Uma tendência inédita em mais de uma década derrubou o brasileiro do cavalo do bem-estar. Pela primeira vez desde 1992, a renda do trabalho dos brasileiros diminuiu e a desigualdade aumentou, de acordo com dados da última Pesquisa Nacional por Amostra de Domicílios (PNAD). “É um fato empírico novo que torna real a crônica da crise social anunciada”, explica Marcelo Neri, economista da Fundação Getúlio Vargas, que analisou, com surpresa, o material. A análise cobra ainda mais peso porque Neri foi um dos principais estudiosos e entusiastas da queda da desigualdade nos anos Lula-Dilma.

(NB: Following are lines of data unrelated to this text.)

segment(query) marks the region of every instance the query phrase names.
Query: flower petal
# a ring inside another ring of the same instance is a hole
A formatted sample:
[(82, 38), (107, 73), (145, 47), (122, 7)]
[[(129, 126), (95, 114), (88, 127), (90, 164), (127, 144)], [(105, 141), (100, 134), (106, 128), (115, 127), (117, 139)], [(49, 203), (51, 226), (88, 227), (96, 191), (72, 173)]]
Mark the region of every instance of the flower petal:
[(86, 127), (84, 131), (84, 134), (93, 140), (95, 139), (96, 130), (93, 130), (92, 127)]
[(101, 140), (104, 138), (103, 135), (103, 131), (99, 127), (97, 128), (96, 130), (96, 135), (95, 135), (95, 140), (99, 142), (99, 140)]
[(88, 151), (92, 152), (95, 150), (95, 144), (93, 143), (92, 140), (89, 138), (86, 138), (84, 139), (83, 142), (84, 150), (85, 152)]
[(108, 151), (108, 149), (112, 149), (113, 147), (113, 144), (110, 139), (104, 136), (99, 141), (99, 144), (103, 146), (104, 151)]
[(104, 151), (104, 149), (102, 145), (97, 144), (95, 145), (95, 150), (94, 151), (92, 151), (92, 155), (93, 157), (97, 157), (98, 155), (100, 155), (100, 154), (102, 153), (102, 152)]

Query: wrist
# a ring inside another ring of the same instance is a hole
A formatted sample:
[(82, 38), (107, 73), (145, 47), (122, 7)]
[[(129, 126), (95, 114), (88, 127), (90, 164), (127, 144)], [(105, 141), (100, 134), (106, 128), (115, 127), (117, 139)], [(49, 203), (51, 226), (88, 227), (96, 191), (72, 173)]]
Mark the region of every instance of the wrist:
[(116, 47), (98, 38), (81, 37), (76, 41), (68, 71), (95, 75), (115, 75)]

A reportagem é de María Martín e publicada por El País, 10-04-2016.

O que Neri viu nos números do último trimestre de 2015 é que o índice do bem-estar, combinação entre renda e equidade, caiu 5,7% em 12 meses – sendo 3,24% queda da média de renda domiciliar do trabalho e 2,46% aumento da sua desigualdade. A queda é importante por ser uma novidade após anos de crescimento, e se comparada com o primeiro trimestre de 2014, quando o índice geral de bem-estar teve aumento de 6,45%.

“Até agora a gente falava de crise política, de crise econômica, mas agora, e só agora, antevemos uma crise social. O brasileiro se virou bem. Perdeu o emprego com carteira, que era a grande conquista e o símbolo de essa nova classe média, e manteve a renda, mas o sonho está se perdendo em grande escala desde 2014”, explica Neri, que foi ministro do Governo Dilma e presidente do Ipea.

Em novembro do ano passado, Neri surpreendia-se com a capacidade do brasileiro de driblar a crise e o descrevia como um Indiana Jones que, apesar do aumento do desemprego, a inflação e do PIB estagnado, via sua renda crescer, mesmo em empregos informais. A comparação hoje é outra: “Eu via o Brasil na beira do precipício, mas surpreendentemente no topo, apesar das dificuldades. Agora começou a queda”, ilustra Neri.

Crescimento, Equidade e Bem-Estar Social. Taxa de Crescimento Anual - Fonte: FGV Social a partir dos microdados da PNAD e PNADC do IBGE

O Brasil seguia uma trilha oposta ao resto do mundo em termos de crescimento e diminuição da desigualdade e os indicadores sociais cresciam mais rápido que os indicadores macroeconômicos. Desde 2003, a renda das pessoas crescia mais do que o PIB no país e a renda dos mais pobres aumentava mais do que a média das pessoas.

O país descolou-se até da América Latina, onde a desigualdade parou de cair, enquanto em 2014 no Brasil houve a maior queda da desigualdade em 10 anos, de acordo com os dados da Pnad. O “Brasil é difícil de entender porque as séries macroeconômicas apresentaram problemas a partir de 2012, mas as sociais mostraram problemas só agora”, explica Neri. “Quem considera o período atual de queda de desigualdade iniciado em 2011 em meio a uma nova década perdida se refere à esfera da macroeconomia, porque, no social, a crise de renda só chegou no final de 2015. Mas chegou com força”, completa Neri.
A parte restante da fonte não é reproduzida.